Devotees of nonfiction film will have ample opportunities to partake of real-world sagas this fall, between the Green Film Festival of San Francisco’s (Oct. 6-16) globe-hopping array of environmental documentaries and the San Francisco Dance Film Festival’s (Oct. 28-Nov. 7) scintillating mix of portraits and performances. SFFILM’s Doc Stories casts its net beyond any specific niche to snare the latest high-profile works on any subject by well-known filmmakers and buzz-catching newcomers. This compact series avidly positions itself as a stop on the road to the Academy Awards due to the many Bay Area members of the Documentary branch. Regular folks benefit, too, from the unusually sophisticated post-film conversations on documentary practice and ethics. Keep your eyes on the skies for the possible inclusion, synced to its HBO premiere, of the Sundance World Cinema Grand Jury Prizewinner All That Breathes, Shaunak Sen’s touching, poetic portrait of New Delhi brothers who save injured black kites.
'Black Panther: Wakanda Forever'
Surely there’s room to include one blockbuster on our list.
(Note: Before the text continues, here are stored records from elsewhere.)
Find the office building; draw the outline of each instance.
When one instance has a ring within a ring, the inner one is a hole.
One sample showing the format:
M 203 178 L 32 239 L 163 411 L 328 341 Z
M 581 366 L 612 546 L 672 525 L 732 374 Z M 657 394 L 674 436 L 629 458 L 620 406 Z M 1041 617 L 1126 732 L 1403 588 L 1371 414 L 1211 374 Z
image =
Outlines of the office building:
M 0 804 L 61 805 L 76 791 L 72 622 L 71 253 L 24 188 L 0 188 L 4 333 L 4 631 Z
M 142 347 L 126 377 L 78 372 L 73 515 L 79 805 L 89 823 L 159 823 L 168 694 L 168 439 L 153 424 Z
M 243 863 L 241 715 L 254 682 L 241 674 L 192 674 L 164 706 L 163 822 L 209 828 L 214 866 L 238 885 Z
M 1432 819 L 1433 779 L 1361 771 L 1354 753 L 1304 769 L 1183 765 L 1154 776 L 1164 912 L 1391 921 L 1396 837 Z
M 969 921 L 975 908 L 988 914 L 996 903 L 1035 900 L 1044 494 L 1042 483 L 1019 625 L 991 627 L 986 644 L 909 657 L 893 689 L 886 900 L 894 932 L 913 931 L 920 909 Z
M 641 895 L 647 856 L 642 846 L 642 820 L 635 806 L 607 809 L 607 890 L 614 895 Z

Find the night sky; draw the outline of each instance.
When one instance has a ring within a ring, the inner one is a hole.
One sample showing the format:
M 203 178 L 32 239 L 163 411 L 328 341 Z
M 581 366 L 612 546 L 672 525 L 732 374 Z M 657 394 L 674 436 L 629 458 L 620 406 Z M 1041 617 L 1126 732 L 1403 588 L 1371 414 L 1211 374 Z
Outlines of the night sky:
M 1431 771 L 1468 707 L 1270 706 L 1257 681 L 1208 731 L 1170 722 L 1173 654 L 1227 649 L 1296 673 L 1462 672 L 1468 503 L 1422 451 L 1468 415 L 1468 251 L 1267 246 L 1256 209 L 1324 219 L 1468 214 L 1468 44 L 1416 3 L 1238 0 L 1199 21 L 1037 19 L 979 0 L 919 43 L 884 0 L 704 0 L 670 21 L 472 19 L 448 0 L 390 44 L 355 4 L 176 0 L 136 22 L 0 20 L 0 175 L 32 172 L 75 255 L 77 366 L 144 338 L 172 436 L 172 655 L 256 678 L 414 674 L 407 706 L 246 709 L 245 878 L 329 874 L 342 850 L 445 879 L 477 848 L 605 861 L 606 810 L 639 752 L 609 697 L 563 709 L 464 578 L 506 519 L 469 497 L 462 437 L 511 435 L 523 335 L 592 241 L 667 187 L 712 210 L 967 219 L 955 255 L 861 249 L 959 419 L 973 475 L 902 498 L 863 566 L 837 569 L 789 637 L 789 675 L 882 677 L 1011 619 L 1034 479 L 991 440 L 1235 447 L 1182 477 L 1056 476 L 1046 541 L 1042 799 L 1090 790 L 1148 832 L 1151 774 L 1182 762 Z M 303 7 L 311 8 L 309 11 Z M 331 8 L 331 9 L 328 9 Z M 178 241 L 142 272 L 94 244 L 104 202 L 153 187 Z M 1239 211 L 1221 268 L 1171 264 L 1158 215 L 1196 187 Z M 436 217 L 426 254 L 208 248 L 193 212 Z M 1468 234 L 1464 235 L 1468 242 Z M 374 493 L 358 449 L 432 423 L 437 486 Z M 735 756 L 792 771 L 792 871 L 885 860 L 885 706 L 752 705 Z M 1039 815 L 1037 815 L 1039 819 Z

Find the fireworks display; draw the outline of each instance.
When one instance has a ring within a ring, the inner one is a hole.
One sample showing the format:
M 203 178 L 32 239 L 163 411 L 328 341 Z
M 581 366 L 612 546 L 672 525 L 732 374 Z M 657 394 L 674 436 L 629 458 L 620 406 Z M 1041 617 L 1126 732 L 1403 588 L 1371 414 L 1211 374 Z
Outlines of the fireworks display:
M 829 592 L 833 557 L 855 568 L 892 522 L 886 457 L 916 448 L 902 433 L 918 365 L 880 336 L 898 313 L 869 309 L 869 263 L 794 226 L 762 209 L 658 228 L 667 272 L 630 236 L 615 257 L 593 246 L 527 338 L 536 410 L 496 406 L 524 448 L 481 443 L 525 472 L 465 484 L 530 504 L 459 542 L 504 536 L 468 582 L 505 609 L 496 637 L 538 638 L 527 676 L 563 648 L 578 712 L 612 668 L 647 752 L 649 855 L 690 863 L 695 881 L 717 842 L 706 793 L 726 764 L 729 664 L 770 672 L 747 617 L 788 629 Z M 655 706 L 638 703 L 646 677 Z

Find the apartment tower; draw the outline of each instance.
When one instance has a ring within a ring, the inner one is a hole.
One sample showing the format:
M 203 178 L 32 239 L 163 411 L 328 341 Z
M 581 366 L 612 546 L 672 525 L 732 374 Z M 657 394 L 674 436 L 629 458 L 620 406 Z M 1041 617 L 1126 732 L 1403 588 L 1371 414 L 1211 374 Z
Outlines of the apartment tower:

Yes, Oakland native Ryan Coogler’s hotly anticipated new film is a sequel, a superhero movie and a Marvel production. Yes, the death of Chadwick Boseman leaves a void in the Wakanda universe. Consequently, and thrillingly, the sequel foregrounds and centers the characters played by forces of nature Letitia Wright and Lupita Nyong’o. There’s every reason to anticipate that Black Panther: Wakanda Forever (scripted by Coogler and Joe Robert Cole, who co-wrote the original) will be even more audacious, outspoken and galvanizing than the original. Yes, I know that runs counter to the Hollywood mode of business, but selling out isn’t in Coogler’s DNA.
Steven Spielberg isn’t known as a writer—he last took pen to paper to adapt the A.I. Artificial Intelligence screenplay 20 years ago—but who else could tell his semi-autobiographical tale of a Jewish boy growing up in wild and woolly Phoenix in the ’50s and ’60s? Thankfully, his longtime collaborator, Louisiana-raised Tony Award and Pulitzer Prize-winner Tony Kushner. Consequently, Spielberg’s contribution to the precious (in both senses of the word) genre of the formative years of film directors has potential to be much more than a lavish golden-hour ode to the ups and downs of the nuclear (age) family. Michelle Williams and Paul Dano play Sammy’s parents, with Seth Rogen in the key role of lad’s uncle. You’ll laugh, you’ll cry, you’ll remember a time when air conditioning was proof of God’s existence.